Nosso caso foi notável, pois nosso paciente teve uma microscopia inicial negativa e um teste de antígeno de malária. Este último é um novo método para a detecção da malária. É um imunoensaio rápido em vareta que detecta antígenos circulantes de proteína-2 rica em histidina de falciparum (HRP-2f) ou de plasmodium lactate dehydrogenase (pLDH). Estes são kits de testes próximos aos pacientes que foram recentemente desenvolvidos para facilitar e acelerar o diagnóstico, particularmente em locais que não têm acesso a microscópios ou a pessoal de laboratório treinado. O teste de antigénio malarial Optimal (DiaMed) utilizado neste caso detecta a presença de pLDH. Este ensaio pode detectar níveis de parasitemia de 100-200 parasitas/mL de sangue, equivalente a 0,002%2 e foi verificado que tem uma sensibilidade de 95,3% e uma especificidade de 100% para o P. falciparum.3 Entretanto, uma meta-análise de 10 marcas populares mostrou que o HRP-2 era mais preciso do que os testes de pLDH.4 Embora rápidos de usar e fáceis de ler, não são tão precisos nem tão bons a detectar espécies como a microscopia usando filmes grossos e finos, portanto a microscopia continua sendo o método de escolha.

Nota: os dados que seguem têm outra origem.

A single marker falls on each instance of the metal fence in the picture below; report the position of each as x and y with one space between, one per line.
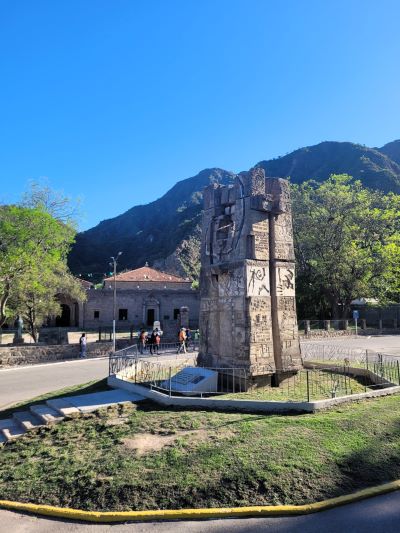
164 377
334 353
333 371
126 357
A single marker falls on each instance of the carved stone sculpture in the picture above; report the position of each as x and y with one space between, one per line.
247 281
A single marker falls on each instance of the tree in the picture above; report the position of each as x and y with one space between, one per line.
41 196
33 269
347 245
35 294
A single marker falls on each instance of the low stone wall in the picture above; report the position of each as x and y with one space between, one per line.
33 354
331 333
350 370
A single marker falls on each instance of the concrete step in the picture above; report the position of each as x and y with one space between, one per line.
63 407
46 414
6 423
27 420
98 400
13 431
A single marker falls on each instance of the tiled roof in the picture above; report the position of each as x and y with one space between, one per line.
84 283
146 274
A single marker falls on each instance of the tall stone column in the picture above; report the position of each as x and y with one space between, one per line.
247 310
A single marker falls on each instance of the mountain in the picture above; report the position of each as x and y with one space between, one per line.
166 232
370 165
392 150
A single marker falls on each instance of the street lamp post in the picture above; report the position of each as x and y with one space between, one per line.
114 265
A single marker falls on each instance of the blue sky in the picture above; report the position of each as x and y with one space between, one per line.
114 101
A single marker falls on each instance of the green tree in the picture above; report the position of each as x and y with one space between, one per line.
33 253
347 245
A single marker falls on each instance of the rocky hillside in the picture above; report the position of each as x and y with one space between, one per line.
166 232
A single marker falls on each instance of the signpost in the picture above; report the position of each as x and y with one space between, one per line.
356 316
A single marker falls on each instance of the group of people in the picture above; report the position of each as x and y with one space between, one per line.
184 339
153 340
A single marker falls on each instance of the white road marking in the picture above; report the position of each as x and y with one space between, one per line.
53 363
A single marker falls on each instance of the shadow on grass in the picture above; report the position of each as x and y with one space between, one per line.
85 388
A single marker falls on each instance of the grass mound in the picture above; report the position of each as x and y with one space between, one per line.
147 457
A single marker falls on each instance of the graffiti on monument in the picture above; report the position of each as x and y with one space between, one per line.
257 281
285 281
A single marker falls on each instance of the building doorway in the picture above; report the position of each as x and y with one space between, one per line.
150 317
64 320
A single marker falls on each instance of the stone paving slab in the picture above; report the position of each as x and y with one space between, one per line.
91 402
63 406
27 419
13 431
46 413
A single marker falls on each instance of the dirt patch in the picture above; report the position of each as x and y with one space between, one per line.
149 442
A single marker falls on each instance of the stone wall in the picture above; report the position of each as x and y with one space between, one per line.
165 304
34 354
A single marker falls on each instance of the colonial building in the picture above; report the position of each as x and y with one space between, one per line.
143 296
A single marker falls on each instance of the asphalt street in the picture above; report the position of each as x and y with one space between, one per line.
23 383
375 515
381 514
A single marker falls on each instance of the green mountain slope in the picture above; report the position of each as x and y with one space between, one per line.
374 168
166 232
392 150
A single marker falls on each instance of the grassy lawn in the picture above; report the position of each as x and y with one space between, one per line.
84 388
149 457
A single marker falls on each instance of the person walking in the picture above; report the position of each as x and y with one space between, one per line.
188 338
182 340
157 341
152 342
82 346
142 341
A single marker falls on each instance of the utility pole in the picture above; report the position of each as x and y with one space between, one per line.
114 265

Acreditamos que a maioria dos médicos em geral teria sentido que, na apresentação inicial, era improvável que nosso paciente tivesse malária. Ela apresentava sintomas e sinais de meningismo não específicos; tinham passado mais de 8 meses desde o seu regresso da Nigéria; e as investigações iniciais foram negativas para a malária. Muitos poderiam ter reduzido a sua apresentação a uma doença viral, embora ela tivesse a linfopenia e trombocitopenia características do paludismo (a sensibilidade à trombocitopenia nas pessoas com paludismo é 60%, e a especificidade é 95%).5 Contudo, um estudo na Nigéria descobriu que a dor de cabeça, febre, calafrios e rigores eram os sintomas mais comuns do paludismo em adultos.6 Além disso, um facto que todos esquecemos é que a Agência de Protecção da Saúde nos aconselha a considerar o paludismo num paciente que foi potencialmente exposto até 12 meses. Finalmente, se a suspeita clínica de paludismo for alta, devem ser feitos três conjuntos de radiografias de sangue palúdico antes de sugerir um resultado negativo – facilmente esquecido pelos clínicos.
Em conclusão, gostaríamos de reforçar o conselho dado a todos os clínicos pela Agência de Protecção da Saúde: é importante considerar o paludismo devido a P. falciparum como um diferencial nas pessoas que tiveram exposição ao paludismo nos últimos 12 meses e fazer sempre três radiografias de sangue se houver qualquer suspeita clínica para fazer um diagnóstico de paludismo.